02:04:53   because then it becomes more of a mass market item

02:04:56   and can be sold at a lower price

02:04:57   because there's more of them being made.

02:04:59   - Right, and that's certainly what they're gonna be doing.

02:05:02   Yeah, I mean, it's funny, I was at Google a couple weeks ago

02:05:09   and didn't see that many people walking around with them.

02:05:12   So it was just an observation.

02:05:15   - Right, yeah, that would be an inter,

02:05:18   I've heard that too, that you do not see

02:05:20   many of them at Google.

02:05:22   - Yeah, but again, how useful is it

02:05:25   for people that are sitting at their desks, right?

02:05:27   Or me, I guess my boring life.

02:05:31   - Well, one thing I've thought too,

02:05:33   and I see that when I am in San Francisco,

02:05:37   you see, I mean you do, you see,

02:05:39   it's ground zero for seeing them.

02:05:41   To me, and not knowing the people who I see wearing them,

02:05:43   just sort of judging them, but you know,

02:05:46   with a quick, you know, making a snap judgment,

02:05:49   it seems to very much appeal to extroverts

02:05:52   and people who are looking forward to strangers coming up

02:05:56   and saying, "Hey, is that Google Glass?"

02:05:58   - Yeah, and I would say that that was the most exciting

02:06:01   thing about wearing them a couple of months ago.

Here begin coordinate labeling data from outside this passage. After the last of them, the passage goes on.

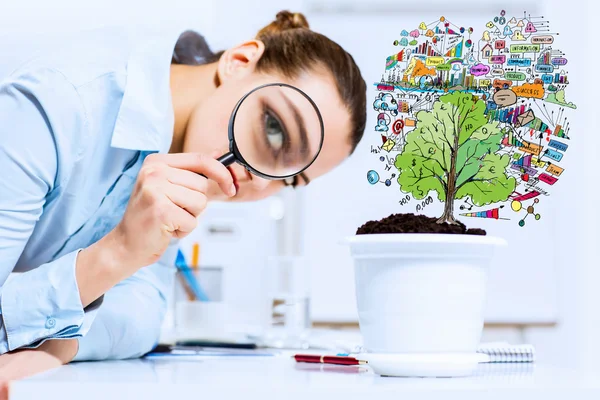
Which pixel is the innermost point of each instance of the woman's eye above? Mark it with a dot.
(274, 132)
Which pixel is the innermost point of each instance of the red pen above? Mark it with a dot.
(314, 358)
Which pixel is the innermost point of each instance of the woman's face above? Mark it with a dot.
(258, 133)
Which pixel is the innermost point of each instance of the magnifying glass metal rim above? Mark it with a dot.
(235, 155)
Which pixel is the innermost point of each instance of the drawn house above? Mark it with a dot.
(487, 51)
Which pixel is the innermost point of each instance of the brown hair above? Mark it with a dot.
(290, 48)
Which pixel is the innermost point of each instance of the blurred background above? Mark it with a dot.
(544, 291)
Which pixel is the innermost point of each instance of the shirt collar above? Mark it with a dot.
(146, 117)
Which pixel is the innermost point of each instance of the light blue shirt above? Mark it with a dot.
(75, 126)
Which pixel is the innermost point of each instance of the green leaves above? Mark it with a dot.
(425, 162)
(467, 113)
(490, 183)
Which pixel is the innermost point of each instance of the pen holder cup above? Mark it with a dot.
(194, 319)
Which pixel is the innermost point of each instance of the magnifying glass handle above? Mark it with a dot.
(226, 159)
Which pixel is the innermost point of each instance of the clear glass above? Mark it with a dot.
(277, 131)
(288, 291)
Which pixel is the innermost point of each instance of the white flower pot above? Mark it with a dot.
(421, 293)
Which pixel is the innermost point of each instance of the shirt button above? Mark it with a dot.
(50, 323)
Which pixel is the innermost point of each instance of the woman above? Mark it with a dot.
(101, 154)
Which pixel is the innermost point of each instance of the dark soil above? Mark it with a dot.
(411, 223)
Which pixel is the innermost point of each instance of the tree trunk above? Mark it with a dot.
(448, 215)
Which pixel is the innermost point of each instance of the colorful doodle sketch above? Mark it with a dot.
(479, 118)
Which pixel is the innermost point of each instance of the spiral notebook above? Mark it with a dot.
(506, 353)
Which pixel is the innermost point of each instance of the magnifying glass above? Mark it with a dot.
(275, 131)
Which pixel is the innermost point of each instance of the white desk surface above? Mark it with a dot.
(281, 377)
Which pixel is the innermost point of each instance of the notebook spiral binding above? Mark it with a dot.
(509, 354)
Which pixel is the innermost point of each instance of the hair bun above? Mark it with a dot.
(285, 20)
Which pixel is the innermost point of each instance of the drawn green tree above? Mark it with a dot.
(452, 150)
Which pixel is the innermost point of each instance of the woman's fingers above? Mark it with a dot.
(188, 179)
(183, 222)
(193, 201)
(200, 164)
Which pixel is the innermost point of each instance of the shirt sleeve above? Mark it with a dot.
(40, 112)
(129, 322)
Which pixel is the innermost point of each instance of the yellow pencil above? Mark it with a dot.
(195, 255)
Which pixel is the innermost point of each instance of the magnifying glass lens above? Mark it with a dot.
(277, 131)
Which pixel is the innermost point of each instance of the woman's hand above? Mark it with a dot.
(168, 196)
(26, 362)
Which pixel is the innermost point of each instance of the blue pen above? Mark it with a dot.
(182, 266)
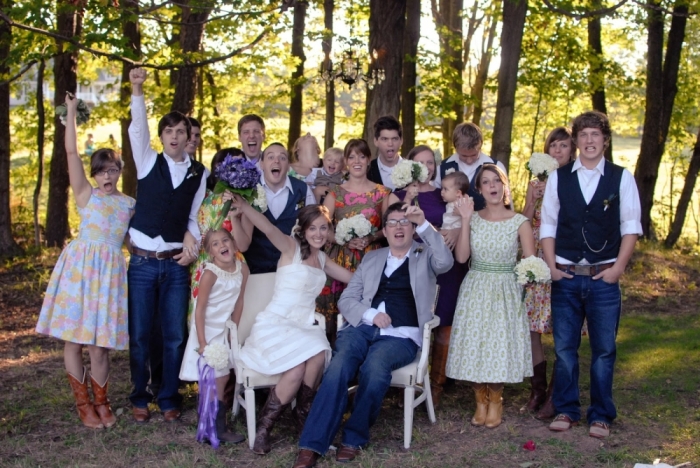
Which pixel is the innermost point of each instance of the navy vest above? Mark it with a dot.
(396, 293)
(162, 210)
(589, 230)
(262, 256)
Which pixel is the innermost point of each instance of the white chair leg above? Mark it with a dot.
(250, 415)
(408, 396)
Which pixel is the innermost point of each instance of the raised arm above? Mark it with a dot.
(78, 181)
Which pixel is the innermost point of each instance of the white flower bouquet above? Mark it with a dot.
(216, 356)
(406, 172)
(541, 165)
(532, 270)
(351, 228)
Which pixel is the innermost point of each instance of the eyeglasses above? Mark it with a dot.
(396, 222)
(111, 171)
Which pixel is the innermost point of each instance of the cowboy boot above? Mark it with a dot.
(481, 393)
(305, 397)
(270, 413)
(548, 411)
(82, 399)
(441, 345)
(494, 416)
(101, 403)
(538, 387)
(222, 432)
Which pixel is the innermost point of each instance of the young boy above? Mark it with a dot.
(590, 223)
(170, 189)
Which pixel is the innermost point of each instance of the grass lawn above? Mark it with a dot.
(657, 391)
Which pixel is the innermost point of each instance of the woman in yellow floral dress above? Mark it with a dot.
(358, 195)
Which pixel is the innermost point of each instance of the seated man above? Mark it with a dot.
(386, 304)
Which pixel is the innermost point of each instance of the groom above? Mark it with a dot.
(386, 304)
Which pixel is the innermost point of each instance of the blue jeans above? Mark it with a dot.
(600, 303)
(375, 356)
(162, 286)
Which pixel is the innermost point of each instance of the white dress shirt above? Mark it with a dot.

02:06:04   It was like just everyone talking to you on the subway

02:06:07   and actually to the point of this girl getting assaulted.

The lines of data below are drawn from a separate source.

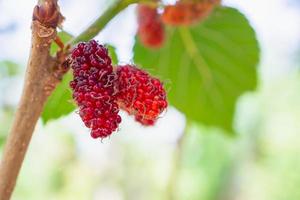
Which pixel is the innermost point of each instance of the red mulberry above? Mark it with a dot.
(188, 12)
(93, 88)
(140, 94)
(150, 27)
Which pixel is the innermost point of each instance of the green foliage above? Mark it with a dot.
(60, 102)
(208, 66)
(113, 54)
(64, 37)
(8, 68)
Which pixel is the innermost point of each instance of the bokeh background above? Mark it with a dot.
(261, 162)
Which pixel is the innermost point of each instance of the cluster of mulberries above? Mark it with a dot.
(99, 91)
(188, 12)
(93, 88)
(150, 27)
(140, 94)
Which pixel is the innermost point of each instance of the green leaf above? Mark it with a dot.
(64, 37)
(8, 68)
(60, 102)
(112, 54)
(208, 66)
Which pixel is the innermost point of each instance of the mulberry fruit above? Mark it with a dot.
(188, 12)
(93, 88)
(140, 94)
(150, 27)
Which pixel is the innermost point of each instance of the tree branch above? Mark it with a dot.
(41, 78)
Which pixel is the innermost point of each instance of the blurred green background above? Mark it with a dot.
(179, 158)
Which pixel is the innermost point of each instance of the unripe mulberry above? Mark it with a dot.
(93, 88)
(140, 94)
(188, 12)
(150, 27)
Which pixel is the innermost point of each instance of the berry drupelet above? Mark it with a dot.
(93, 88)
(140, 94)
(188, 12)
(150, 27)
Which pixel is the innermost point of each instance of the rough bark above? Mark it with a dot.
(42, 75)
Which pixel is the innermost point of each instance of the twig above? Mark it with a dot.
(40, 80)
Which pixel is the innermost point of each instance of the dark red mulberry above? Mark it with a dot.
(93, 88)
(150, 27)
(188, 12)
(140, 94)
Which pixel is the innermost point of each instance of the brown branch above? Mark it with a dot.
(42, 75)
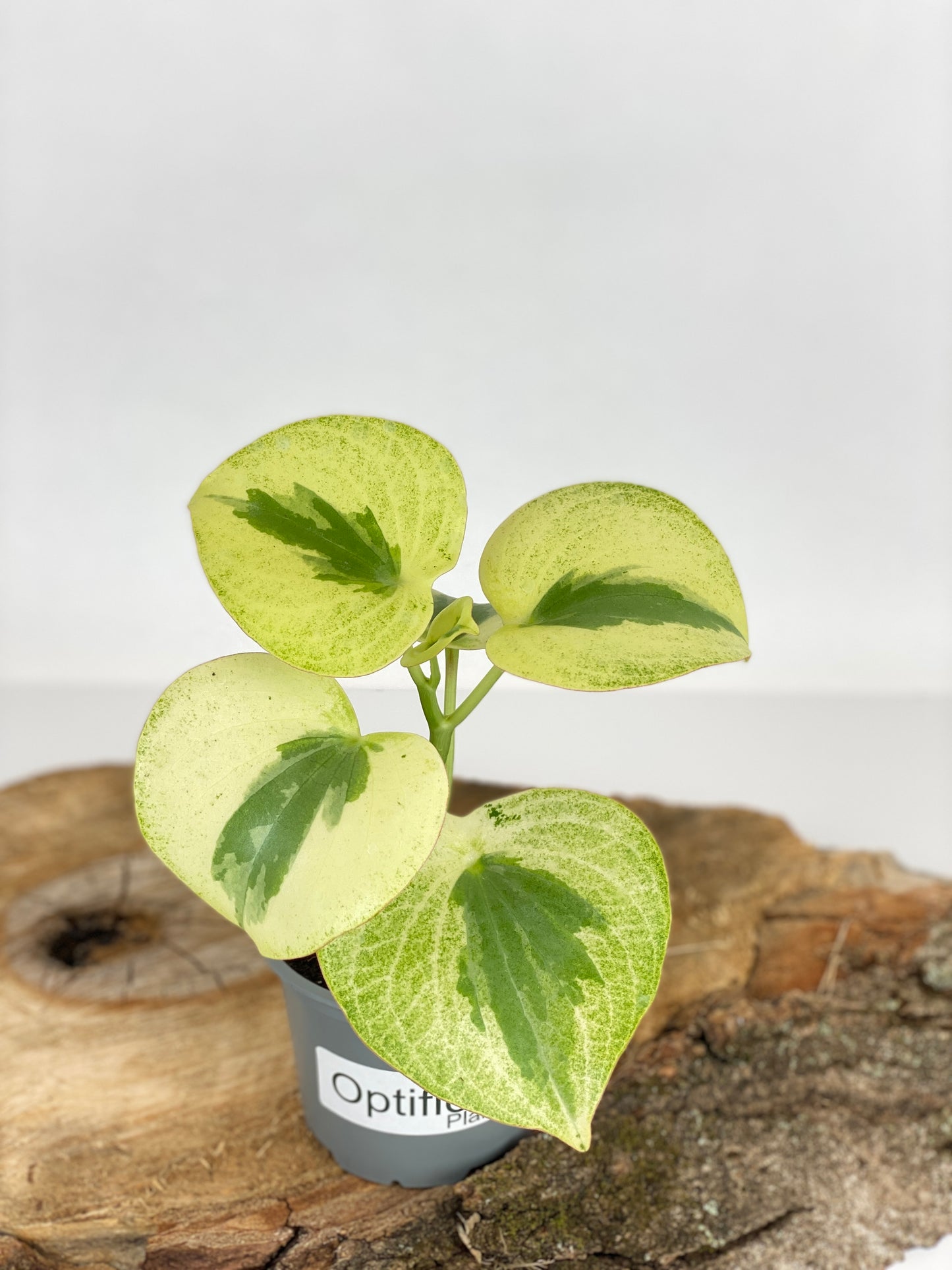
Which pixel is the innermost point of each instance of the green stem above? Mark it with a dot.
(443, 723)
(450, 687)
(427, 693)
(450, 707)
(464, 712)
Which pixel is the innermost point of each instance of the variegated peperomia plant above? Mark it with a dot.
(503, 959)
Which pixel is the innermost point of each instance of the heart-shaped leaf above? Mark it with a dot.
(609, 586)
(256, 786)
(512, 972)
(324, 538)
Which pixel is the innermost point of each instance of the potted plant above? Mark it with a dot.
(475, 975)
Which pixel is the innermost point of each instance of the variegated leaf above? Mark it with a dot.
(324, 538)
(512, 972)
(609, 586)
(256, 786)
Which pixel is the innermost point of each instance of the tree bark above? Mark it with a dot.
(786, 1101)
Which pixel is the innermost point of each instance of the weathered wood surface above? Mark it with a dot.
(789, 1101)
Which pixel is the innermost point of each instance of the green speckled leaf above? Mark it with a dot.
(324, 538)
(512, 972)
(256, 786)
(609, 586)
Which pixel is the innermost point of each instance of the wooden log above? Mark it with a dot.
(786, 1103)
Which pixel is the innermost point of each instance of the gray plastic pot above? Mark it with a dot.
(375, 1122)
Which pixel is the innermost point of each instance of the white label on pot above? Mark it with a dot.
(385, 1100)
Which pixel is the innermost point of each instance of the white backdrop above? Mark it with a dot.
(702, 246)
(697, 245)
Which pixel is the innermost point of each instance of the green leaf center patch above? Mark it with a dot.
(262, 838)
(522, 952)
(350, 550)
(593, 601)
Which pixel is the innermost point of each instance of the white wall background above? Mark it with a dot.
(697, 245)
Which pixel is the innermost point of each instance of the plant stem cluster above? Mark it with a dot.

02:06:09   I did worry a lot of times that someone would just come

02:06:11   and grab them off my face 'cause they knew

02:06:13   that they were unique and--

02:06:15   - $1,500. - $1,500.

02:06:17   I was like, this is a recipe for disaster.

02:06:19   I'm wearing $1500 on my face in New York subway.

02:06:22   Right.

02:06:23   It's like putting a headband on and just putting $1500 just tucked underneath it.

02:06:28   Yeah.

02:06:29   I mean, yeah, I guess I'm quite brave.

02:06:32   Right.

02:06:33   Yeah.

02:06:34   Well, you're a little scary too.

02:06:35   I'm a little scary and brave.

02:06:37   All right.

02:06:38   Well, that seems like a good way to wrap it up.

02:06:39   I've taken up enough of your time.

02:06:42   Everybody can find out more of your work at the Wall Street Journal's personal technology

02:06:48   Is there a well right now just wsjd.com and then when we do launch this new area

02:06:55   Wsjd.com and then it'll just take you to the right place and on Twitter

02:07:02   Great account to follow Joanna at Joanna Stern. Yes, and please do not retweet the band-aid anymore

02:07:09   So sick of it, you know the thing I didn't even get any more followers

02:07:16   That's that's the worst part. Yeah, it's like come on. It's at five. It's at 5,200 now

02:07:22   That's amazing that you didn't get more followers

02:07:25   I mean, I probably got like a couple hundred but yeah, but no nowhere near in proportion to the

02:07:30   You know what?

02:07:32   They're probably the it's probably because once it gets out there in the real world of Twitter outside our little

02:07:38   Tech centric, you know

02:07:42   Sphere of Twitter. Yeah bubble the real world of Twitter. They just regard, you know

02:07:47   They're so used to retweeting whatever is the retweet of the day that they don't even think about

02:07:52   Hey, this person posted something clever. Maybe I should follow them. I was like Justin Bieber for a day

02:07:57   Snooki

02:08:00   Who tweet absolute crap and have so many followers, right?